O “Meu Deus, meu Deus, por que me abandonaste?” é oração, não de desespero, mas de certeza jubilosa do triunfo final, como alude mais adiante o mesmo Salmo 21, 20: “Porém, vós, Senhor, não vos afasteis de mim; ó meu auxílio, bem depressa me ajudai” (Sl 21,20). Diante da extremada situação vivenciada no Calvário, sentindo-se abandonado por Deus e por seus amigos, sentindo o peso dos nossos pecados sobre si, o Filho não perde a confiança em seu Pai.
“Tenho sede!” (Jo 19, 28), eis a quinta fala do Cordeiro Imaculado. Obedecendo as Escrituras, Jesus sente sede. O suor, o sangue perdido, a poeira, a dor… tudo leva a “Fonte de Água Viva” (cf. Jo 4, 10) a reclamar estar sedento. Que espécie de sede é esta que Jesus sentira? Seria sede física apenas? Ou sede de Deus; ou por almas; ou mesma causada pela humilhação, pelos incontáveis opróbrios que sofreu?
No versículo 34 deste mesmo Evangelho, vemos o soldado romano traspassar-lhe o lado. E, do peito aberto de Jesus, sai sangue e água. A água que purifica é a mesma água do batismo; é a mesma água que sai do seu lado, símbolo dos sacramentos.
Eis que lhe oferecem por bebida o vinagre, o fel. Neste sentido, afirma-nos Santo Agostinho: “Padecia tudo isso o que aparecia homem, e o dispunha tudo o que se ocultava Deus. Por isso diz: ‘Depois, sabendo que tudo se havia consumado, a fim de que se cumprissem as Escrituras’, isto é, o que havia predito a Escritura: ‘E, em minha sede, ofereceram-me vinagre’ (Sl 68, 22), disse: ‘Tenho sede’, como se dissesse: Isto falta fazer, dai o que sois. Como que os judeus eram o vinagre, degenerado do vinho dos patriarcas e profetas. Havia, pois, ali, um vaso cheio de vinagre, como um coração cheio de iniquidade deste mundo, a maneira de esponja, cheia de cavernosas e enganosas tortuosidades.
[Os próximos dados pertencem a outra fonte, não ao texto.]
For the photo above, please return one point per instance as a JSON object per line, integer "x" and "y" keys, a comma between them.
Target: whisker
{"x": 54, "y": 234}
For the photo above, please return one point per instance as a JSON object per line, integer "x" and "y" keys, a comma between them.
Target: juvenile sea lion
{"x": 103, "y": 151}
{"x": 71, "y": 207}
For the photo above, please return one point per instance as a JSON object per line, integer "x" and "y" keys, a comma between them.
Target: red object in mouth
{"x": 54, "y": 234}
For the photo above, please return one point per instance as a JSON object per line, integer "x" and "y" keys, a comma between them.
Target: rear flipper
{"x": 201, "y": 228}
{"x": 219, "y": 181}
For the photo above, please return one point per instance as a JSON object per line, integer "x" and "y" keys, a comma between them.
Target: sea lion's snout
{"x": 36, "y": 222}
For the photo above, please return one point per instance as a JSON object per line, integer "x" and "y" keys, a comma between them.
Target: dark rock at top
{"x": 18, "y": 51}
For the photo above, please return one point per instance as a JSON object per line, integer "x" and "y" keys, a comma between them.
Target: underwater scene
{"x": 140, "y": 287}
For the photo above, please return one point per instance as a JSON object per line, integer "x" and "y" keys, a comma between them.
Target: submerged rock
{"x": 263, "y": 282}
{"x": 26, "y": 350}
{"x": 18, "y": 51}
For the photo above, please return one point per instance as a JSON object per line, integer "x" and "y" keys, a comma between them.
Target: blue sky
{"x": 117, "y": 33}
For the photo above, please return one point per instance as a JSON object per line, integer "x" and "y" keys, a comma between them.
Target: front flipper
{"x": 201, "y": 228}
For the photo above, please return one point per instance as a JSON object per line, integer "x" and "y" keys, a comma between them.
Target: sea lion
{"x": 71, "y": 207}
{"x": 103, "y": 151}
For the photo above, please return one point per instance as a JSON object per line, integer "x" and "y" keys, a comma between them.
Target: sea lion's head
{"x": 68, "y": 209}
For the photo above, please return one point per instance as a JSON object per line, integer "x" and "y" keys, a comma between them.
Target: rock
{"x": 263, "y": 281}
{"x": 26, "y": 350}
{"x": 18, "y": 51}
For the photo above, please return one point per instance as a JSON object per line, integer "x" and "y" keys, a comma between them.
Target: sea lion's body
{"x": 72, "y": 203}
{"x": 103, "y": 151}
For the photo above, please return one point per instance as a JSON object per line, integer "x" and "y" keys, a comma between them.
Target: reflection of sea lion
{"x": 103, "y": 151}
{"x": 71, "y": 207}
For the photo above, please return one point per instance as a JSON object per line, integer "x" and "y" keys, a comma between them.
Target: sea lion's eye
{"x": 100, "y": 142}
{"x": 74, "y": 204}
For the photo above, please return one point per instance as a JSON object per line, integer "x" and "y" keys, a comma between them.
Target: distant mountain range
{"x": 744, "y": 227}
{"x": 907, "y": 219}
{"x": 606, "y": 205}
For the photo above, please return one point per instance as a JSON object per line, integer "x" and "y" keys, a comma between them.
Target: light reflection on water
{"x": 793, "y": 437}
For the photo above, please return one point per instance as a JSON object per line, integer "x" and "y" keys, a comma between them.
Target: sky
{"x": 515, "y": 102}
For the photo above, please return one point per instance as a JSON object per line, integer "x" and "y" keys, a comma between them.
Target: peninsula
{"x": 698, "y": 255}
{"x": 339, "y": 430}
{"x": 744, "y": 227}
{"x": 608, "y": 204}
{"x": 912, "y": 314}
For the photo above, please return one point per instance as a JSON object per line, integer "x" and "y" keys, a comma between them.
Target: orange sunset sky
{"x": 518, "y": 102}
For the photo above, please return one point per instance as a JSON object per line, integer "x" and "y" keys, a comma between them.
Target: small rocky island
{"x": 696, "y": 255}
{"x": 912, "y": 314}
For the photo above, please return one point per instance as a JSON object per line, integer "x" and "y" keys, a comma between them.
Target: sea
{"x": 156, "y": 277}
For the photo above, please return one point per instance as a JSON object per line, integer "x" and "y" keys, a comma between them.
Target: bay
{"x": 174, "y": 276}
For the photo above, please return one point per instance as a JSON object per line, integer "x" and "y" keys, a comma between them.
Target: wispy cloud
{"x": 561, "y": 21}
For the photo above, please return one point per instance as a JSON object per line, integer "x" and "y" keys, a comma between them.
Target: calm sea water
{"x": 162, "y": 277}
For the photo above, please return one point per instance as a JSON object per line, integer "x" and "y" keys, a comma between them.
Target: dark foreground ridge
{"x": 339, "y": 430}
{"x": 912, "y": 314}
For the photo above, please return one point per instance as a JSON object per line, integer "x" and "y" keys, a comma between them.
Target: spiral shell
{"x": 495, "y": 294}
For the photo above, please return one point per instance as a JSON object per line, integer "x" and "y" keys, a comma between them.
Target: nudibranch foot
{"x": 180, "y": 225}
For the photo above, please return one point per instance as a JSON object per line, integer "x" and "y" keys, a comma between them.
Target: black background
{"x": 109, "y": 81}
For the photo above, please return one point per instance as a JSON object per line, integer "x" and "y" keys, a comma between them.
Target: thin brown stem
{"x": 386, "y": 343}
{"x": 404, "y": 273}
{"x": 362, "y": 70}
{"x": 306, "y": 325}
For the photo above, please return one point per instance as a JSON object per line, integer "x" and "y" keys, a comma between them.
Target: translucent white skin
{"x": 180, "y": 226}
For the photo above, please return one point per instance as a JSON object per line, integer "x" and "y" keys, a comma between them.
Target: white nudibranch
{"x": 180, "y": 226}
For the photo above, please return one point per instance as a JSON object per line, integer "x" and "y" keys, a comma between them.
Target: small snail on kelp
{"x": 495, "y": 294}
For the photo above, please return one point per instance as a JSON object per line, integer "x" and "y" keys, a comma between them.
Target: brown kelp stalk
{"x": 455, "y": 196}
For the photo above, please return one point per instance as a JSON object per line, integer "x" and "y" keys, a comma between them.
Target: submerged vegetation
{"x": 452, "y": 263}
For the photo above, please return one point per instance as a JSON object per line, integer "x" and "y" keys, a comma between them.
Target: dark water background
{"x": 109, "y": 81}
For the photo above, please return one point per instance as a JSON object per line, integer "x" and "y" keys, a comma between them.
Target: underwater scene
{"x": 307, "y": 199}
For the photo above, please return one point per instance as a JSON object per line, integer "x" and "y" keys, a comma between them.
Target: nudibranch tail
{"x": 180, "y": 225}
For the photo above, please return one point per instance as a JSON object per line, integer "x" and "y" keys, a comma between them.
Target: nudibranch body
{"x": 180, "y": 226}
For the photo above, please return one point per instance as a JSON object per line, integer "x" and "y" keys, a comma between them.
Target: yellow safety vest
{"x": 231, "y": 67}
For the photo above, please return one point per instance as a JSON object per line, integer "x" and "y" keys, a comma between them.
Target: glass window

E segue: ‘E eles, colocando uma esponja empapada em vinagre sustentado por um hissopo, aplicaram em sua boca’” (In Ioannem, tract., 119).
Na sexta declaração do Crucificado, temos o imperativo “Tudo está consumado!” (Jo 19, 30). Assim com autoridade de um Verdadeiro Rei, Jesus declara acabada a sua missão de Redentor, obra que o Pai lhe confiara e que Ele prontamente abraça: “Tunc dixi ecce venio in capite libri scriptum est de me ut facerem voluntatem tuam Deus meus volui et legem tuam in medio cordis mei” -  Então eu disse: Eis que eu venho. No rolo do livro está escrito de mim: fazer vossa vontade, meu Deus, é o que me agrada, porque vossa lei está no íntimo de meu coração (Salmos 139, 8-9); ou ainda, como alude São João no seu Evangelho: “Antes da festa da Páscoa, sabendo Jesus que chegara a sua hora de passar deste mundo ao Pai, como amasse os seus que estavam no mundo, até o extremo os amou” (Jo 13,1). O Cristo morre amando. A Palavra do Pai que tudo criou por meio dela ao dizer “Fiat – Faça-se”, melhor do que ninguém cumpre a sua missão, e, por isso, morre amando; ama até a consumação da sua vida. Por isso, diz: “Tudo está consumado”, pois, além do amor perfeitamente cumprido, o Cordeiro de Deus leva a feito tudo o que as Escrituras afirmam acerca de si. Ele, no escândalo da cruz, como ovelha diante do tosquiador não abriu a boca, mas o pouco que falou foi para que toda a Escritura se cumprisse. Por este motivo serem sete as exclamações do Senhor na cruz. Sete na Bíblia é a conta da perfeição: Jesus, até a consumação, foi perfeito, inclusive nas suas ditosas palavras dirigidas ao Pai, dirigidas aos que estavam presentes, dirigidas a nós.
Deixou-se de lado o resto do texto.